UW Astrobiology & The NASA Astrobiology Institute present:
Finding Alien Life:
On Earth, on Mars, and throughout the Cosmos
with
Dr. Steven Benner
Director, Foundation for Applied Molecular Evolution &
The Westheimer Institute for Science and Technology, Gainesville FL
May 22nd, 7:00pm* – 120 Kane Hall
How
do we define “life”? This fundamental question has remained largely
philosophical, because it has been asked for so long, by so many, and
with so few concrete conclusions. In this talk, Dr. Benner will take a
different tack. He will show how laboratory studies to create a second
example of life help us develop a firmer scientific understanding of
what life is. The challenge of “synthetic biology” is on! Dr. Benner
will discuss how we are hitchhiking on rockets, rovers, and telescopes
to find life elsewhere in the Solar System, and will describe how his
research team is working to develop that second example of life in
laboratories here on Earth, one step at a time.
This event is FREE and open to the public! However, pre-registration is required to guarantee seating.

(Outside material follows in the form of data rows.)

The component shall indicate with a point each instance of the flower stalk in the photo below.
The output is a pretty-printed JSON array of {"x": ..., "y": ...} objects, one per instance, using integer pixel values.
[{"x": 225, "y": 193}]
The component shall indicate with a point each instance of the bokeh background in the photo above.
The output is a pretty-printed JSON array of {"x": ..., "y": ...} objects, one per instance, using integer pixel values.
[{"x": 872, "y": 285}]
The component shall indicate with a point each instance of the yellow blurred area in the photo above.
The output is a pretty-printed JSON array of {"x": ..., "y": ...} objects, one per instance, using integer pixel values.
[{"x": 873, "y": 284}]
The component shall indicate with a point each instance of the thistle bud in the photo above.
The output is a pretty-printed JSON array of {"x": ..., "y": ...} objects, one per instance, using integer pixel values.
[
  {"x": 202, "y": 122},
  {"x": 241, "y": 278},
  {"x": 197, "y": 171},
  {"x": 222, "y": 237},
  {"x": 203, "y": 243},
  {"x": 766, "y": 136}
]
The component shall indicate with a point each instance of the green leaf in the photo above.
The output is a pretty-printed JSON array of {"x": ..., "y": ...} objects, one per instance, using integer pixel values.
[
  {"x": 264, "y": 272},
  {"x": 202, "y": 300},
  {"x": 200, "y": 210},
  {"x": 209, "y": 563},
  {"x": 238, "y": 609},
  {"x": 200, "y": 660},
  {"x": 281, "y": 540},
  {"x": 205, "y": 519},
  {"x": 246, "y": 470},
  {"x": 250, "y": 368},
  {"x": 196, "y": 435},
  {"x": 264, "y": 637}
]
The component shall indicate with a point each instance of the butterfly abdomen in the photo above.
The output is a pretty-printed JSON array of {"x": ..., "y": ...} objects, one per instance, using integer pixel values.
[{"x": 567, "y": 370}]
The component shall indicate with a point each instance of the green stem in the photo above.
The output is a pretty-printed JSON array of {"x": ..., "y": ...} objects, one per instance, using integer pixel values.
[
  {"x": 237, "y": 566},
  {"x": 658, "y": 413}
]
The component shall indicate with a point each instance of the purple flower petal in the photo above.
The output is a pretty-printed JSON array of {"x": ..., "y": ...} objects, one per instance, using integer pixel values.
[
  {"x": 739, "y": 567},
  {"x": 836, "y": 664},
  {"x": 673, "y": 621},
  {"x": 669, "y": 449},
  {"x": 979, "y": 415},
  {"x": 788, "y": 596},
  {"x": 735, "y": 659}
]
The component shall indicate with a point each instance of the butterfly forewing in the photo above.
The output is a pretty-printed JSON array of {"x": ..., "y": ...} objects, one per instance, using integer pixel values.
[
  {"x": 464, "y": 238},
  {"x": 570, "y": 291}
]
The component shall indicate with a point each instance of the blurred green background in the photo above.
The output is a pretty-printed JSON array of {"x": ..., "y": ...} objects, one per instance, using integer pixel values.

To reserve your spot, click here.
*Doors open at 6:30pm.
About Dr. Benner:
Dr. Steven Benner is Director of The Westheimer Institute of Science and Technology and the Foundation for Applied Molecular Evolution in Gainesville, Florida. In the past, he held a distinguished faculty position at the University of Florida, and he has also worked at Harvard University and the Swiss Federal Institute of Technology in Zurich. Dr. Benner’s research seeks knowledge about the ancient origin of life, and looks for the essential, universal features of life by studying from four different directions: by developing tests for life on other planets (with the NASA Astrobiology Institute), by using Paleogenetics to resurrect and study ancient proteins that may have belonged to long-extinct ancestors, by recreating prebiotic chemistry to explain the chemical origin of life, and by synthesizing an artificially expanded genetic alphabet that has led to a revolution in our understanding of the structure of DNA.